At the beginning of the investigation Sir John promised to get to the "heart of what happened" and said he would not avoid making direct criticism of individuals if it was justified.

Another member of the inquiry team, Sir Martin Gilbert, the celebrated biographer and historian who had been outspoken in his support of Tony Blair's decision to go to war, has been ill and is no longer able to take part in the inquiry's deliberations.

A final draft is expected to be ready in July.

Unanswered questions the Iraq Inquiry Report could resolve

In 2002 and 2003 Tony Blair and George W Bush held a series of bilateral meetings in Washington DC and at Camp David, which discussed Saddam Hussein and regime change in Iraq.

Q. Did Blair offer the US president assurances, without conditions, that Britain would support US military action in Iraq?

Legal advice from the then attorney general, Lord Goldsmith, is reported as having changed between March 7 and the eve of the invasion on March 17. The US foreign policy of wanting to remove Saddam had been official since 1998. But regime change was not legally sound in the UK.

Q. Was Blair’s assertion that Britain faced a “growing threat” from Saddam’s weapons of mass destruction, a convenient distortion of the military intelligence he was given because ‘regime change’ was not enough to justify war?

The UK’s intelligence community were not convinced by the information they were being presented with on Iraq’s alleged WMD arsenal. Downing Street was told by MI6 that their US counterparts were “fixing” the facts to fit George Bush’s anti-Saddam policy.

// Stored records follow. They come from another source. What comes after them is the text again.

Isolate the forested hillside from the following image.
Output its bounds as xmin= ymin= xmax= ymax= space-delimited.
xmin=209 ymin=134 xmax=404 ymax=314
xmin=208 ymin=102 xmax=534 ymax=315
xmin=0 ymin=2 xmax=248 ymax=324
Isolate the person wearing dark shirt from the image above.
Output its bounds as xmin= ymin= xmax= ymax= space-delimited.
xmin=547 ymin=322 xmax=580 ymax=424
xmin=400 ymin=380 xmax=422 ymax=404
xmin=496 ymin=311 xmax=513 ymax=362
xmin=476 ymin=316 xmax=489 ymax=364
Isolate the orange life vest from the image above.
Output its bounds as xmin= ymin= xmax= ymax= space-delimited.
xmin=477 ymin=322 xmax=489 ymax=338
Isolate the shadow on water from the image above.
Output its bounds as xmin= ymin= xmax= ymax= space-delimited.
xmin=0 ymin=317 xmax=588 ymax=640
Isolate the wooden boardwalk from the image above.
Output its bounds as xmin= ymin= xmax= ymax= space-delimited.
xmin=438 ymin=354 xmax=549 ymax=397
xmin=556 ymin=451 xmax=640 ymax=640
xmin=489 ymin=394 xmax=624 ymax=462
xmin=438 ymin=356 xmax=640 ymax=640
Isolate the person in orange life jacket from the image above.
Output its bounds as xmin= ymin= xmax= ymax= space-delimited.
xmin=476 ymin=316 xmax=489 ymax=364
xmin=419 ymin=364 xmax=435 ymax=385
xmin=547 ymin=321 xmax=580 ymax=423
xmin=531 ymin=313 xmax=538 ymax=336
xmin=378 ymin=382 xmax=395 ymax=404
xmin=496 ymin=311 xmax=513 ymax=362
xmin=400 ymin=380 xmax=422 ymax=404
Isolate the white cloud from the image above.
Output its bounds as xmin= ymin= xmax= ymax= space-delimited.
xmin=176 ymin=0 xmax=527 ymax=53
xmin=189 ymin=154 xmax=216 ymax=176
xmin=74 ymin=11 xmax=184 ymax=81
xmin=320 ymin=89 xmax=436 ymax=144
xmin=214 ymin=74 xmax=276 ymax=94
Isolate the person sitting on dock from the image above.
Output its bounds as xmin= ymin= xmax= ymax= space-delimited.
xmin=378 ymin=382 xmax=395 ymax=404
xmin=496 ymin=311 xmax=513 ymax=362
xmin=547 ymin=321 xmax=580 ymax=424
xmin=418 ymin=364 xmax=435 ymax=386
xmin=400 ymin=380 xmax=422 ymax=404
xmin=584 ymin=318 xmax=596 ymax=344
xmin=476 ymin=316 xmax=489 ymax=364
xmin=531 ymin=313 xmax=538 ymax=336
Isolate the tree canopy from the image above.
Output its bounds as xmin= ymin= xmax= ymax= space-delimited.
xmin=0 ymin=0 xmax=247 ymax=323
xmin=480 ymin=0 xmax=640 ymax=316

Q. Was Iraq an intelligence failure - or was Downing Street’s desire to control the interpretation of intelligence an abuse of power?

In the months running up to the March 2003 invasion, the progress and effectiveness of the UN –authorised weapons inspection teams inside Iraq were criticised by both Number 10 and the White House. Yet Blair said it was “beyond doubt” that Saddam had WMD and was attempting to develop a nuclear weapon.

Q. Was the United Nations’ monitoring and verification of Iraq’s compliance on WMD, deliberately weakened and side-lined by London and Washington in order to justify an invasion and subsequent regime change?

Throughout 2002 the UK government insisted that the issue of Saddam and disarmament could be resolved diplomatically. Though the US Defence Department were deep into preparations for war, the MoD in London avoided becoming involved in the logistics of organising an invasion force. The former defence secretary, Geoff Hoon, alleges that Blair refused to allow active preparation for war to encourage the diplomatic process.

Four years, 1m words: Inquiry timeline

June 2009 Gordon Brown announces an inquiry will be set up to "learn the lessons" of the Iraq war, led by former civil servant Sir John Chilcot.

November 2009 Former foreign office official Sir William Ehrman tells the inquiry that the UK received intelligence days before invading Iraq that Saddam Hussein may not have been able to use chemical weapons.

January 2010 Former Prime Minister Tony Blair's communications chief, Alastair Campbell, tells the Inquiry he would defend "every single word" of the 2002 dossier of Iraq's weapons of mass destruction.

January 2010 Tony Blair is questioned for six hours. He claims to have no regrets in removing Saddam and adds that there was no "conspiracy, deceit or deception" behind going to war.

July 2010 Evidence is taken from 35 people in private on the grounds of national security and international relations.

January 2011 Tony Blair is recalled and admits that the former Attorney General Lord Goldsmith could have been "more closely involved" in decision making before the war.

November 2011 The inquiry announces its findings will not be published until the summer of 2012, six months later than anticipated, only to be delayed again as it approaches a million words in length.